So ummm… well no. If we are asking ‘Has travel gotten too expensive to the point where it stops people, including myself, from doing it?’ However, I have to say, after this year’s adventure, I am becoming quite startled at some of the costs.
Three main cases in point spring directly to my mind – Barcelona, Jerusalem and Dubai International Airport. And I guess what I am talking about here is I kept finding things just unreasonably priced, and these three locations proved to be prime examples of that!

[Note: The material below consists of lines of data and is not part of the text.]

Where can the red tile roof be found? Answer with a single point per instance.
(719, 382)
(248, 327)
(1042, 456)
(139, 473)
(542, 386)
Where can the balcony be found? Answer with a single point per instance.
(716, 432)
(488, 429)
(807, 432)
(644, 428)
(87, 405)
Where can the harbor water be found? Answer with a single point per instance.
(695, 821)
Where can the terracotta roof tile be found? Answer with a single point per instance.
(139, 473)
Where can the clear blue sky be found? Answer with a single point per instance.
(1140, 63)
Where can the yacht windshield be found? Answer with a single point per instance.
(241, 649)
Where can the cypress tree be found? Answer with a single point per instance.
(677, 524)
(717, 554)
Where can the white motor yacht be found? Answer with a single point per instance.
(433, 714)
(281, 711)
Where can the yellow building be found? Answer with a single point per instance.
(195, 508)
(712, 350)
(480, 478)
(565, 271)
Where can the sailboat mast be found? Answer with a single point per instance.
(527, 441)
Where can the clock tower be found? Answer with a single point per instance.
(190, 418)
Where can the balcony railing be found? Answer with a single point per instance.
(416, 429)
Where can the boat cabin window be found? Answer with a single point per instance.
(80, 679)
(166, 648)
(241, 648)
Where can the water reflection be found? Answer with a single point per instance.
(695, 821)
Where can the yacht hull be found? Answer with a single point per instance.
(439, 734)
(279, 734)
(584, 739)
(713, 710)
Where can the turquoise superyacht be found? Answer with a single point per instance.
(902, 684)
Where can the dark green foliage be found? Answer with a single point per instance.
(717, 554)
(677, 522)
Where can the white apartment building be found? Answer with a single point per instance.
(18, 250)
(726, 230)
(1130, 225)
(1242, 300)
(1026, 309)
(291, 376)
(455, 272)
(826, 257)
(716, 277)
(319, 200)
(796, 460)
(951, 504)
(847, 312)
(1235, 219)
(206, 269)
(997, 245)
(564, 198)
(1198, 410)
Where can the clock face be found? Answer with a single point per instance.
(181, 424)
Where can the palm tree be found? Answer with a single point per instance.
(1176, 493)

I will start with Barcelona, because I feel it’s the mildest example of the three. What I found was that the tourist attractions in particular were very expensive. The Casa Batllo and the Casa Mira – both two amazing examples of Gaudi’s unique architecture were pushing 30 Euros. That’s over $50AUD. The Sagrada Familia was 34 Euros bought online including entrance to one of the towers. That’s per adult, and imagine if you did the two houses and the Sagrada Familia on one day just how much you’ve spent simply on entrance fees.
But – people pay it. Of course they do, the places are packed out even in November which is not the main tourist season. To put it all in context, in my trips of 1999 or 2004, I wouldn’t go to any of these. They would be too expensive. Yes they would have been cheaper back then, but in 1999 my daily budget was $50AUD. That’s in Western Europe and it includes all accommodation. And I kept to that budget whilst visiting cities such as Amsterdam and Paris.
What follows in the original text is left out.